Sunday, August 10, 2008

Redefining Success

It’s interesting that helping students at the Writing Center has turned out to be one of the most useful tools in my own development as a writer and my experience this week was no exception.

A Sports Psychology teacher (I know, right? That’s a real thing?) assigned her students to write a paper on their definition of success, what goes into becoming a successful athlete, and how these characteristics can lead to success in life outside of sports. Almost every paper that I looked over talked about the importance of setting goals.

These young athletes discussed the value of motivating yourself by setting attainable goals, by constantly reminding yourself what these goals are so that you can never let yourself get off track, and by putting in the practice and hard work necessary to reach these goals. That, most of the students agreed, is what true success is. Not winning the big game. Not getting drafted into the NFL. Not becoming the most well respected and famous athlete around. Success means setting goals that you could conceivably reach and then reaching them.

The same is true of writing. I think a lot of us, when we first started thinking we could translate this obsession with writing into becoming a “writer,” had this image of becoming the next Stephen King or J. D. Salinger or whoever, being rich and famous and world renowned for our brilliance and wit. Or perhaps your image of success has always been making it onto a bestseller list or someday making it into the canon.
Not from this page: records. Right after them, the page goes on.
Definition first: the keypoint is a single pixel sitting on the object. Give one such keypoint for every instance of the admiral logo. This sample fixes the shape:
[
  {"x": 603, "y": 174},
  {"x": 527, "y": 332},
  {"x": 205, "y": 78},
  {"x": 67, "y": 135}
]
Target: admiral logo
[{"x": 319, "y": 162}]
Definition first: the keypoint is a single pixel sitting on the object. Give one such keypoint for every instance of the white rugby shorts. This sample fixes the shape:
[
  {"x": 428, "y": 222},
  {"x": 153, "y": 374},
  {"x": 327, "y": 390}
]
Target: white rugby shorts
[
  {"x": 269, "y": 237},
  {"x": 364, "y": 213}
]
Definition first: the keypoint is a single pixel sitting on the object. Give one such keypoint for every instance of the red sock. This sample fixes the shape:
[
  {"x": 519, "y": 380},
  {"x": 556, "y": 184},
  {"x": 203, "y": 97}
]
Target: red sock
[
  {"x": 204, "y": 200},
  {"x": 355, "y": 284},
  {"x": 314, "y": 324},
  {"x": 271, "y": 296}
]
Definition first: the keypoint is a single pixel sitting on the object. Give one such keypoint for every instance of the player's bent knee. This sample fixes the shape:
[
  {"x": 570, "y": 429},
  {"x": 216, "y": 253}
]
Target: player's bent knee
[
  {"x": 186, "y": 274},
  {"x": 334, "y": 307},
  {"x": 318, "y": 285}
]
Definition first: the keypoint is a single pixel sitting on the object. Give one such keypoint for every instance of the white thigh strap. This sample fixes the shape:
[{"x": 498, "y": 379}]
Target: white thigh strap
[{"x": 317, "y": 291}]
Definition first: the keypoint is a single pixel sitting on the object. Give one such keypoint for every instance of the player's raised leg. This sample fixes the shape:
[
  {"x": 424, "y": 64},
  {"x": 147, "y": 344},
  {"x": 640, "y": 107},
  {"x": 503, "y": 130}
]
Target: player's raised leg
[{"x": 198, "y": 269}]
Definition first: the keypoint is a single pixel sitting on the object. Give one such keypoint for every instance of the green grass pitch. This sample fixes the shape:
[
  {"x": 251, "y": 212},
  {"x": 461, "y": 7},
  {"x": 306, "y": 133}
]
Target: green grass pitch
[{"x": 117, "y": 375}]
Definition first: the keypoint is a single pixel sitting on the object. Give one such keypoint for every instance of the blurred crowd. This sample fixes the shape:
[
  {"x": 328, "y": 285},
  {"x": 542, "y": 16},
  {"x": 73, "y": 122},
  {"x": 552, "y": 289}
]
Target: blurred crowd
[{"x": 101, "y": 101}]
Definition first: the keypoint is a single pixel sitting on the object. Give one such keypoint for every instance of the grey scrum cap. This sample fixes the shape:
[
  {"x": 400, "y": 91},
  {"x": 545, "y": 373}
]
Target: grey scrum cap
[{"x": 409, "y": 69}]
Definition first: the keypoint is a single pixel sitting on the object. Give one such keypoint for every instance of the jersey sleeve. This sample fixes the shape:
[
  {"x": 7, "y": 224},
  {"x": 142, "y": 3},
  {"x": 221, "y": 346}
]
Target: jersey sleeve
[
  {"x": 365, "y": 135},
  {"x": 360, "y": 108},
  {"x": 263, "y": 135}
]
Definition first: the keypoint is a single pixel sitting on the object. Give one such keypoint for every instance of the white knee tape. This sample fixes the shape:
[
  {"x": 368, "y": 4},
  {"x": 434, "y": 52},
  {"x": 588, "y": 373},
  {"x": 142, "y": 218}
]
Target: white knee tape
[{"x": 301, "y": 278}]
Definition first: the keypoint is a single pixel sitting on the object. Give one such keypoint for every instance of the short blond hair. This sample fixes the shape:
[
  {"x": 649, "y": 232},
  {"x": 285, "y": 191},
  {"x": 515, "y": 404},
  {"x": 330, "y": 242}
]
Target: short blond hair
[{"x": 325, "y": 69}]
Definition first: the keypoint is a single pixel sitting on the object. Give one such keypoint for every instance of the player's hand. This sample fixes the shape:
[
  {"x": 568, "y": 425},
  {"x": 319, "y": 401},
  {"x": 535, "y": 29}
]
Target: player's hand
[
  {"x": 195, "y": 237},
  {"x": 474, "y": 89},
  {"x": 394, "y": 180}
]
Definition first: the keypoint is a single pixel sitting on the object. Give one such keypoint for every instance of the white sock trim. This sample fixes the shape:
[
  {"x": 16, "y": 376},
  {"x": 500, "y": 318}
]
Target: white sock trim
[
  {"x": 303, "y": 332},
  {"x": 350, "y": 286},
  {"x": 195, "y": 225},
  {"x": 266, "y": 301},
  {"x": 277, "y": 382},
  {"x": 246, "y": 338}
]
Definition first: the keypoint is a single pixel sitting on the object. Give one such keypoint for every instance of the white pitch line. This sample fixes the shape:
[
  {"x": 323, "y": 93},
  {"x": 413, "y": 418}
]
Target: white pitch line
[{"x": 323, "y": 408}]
If you haven’t already realized this, I have to break some possibly painful news to you. Those are not realistic goals. There’s a good chance you will never achieve any of them, just like most of the young athletes (all of them?) that I worked with this week at the Writing Center will not become the next Tiger Woods. And even if you do reach these goals, it’s probably based as much (and perhaps even more) on luck as it is skill. But that doesn’t mean you can’t be a successful writer, it just means you may have to redefine your definition of success.

I set small writing goals for myself every month and while I do have a running hope that the things I write will get published, my actual goals are simply to write, to revise, and to submit. At the beginning of each month, I consider all of my other engagements and responsibilities for that month and I set them against what projects I’m currently working on or what I would like to work on. This way I come up with a goal that will push me just enough, but no harder than I can comfortably go. I don’t believe in setting goals that are ridiculously high because even if I get a lot done that month, I end the month feeling down because I didn’t reach my goals.

I usually meet each goal by the end of the month because I’ve set goals that are appropriate for me for that specific month and also, because I know that if I don’t meet the goals, I’ll feel like a failure. Sure, I’ll get right back into it the next month, but there’ll be a moment when I have to face the fact that I didn’t succeed and it’s discouraging. So I push myself that extra bit to avoid that end of the month slump. But if I do meet those goals, even though nobody else really cares and even though it doesn’t mean anything in the bigger picture, I feel like I succeeded (and it feels damn good!).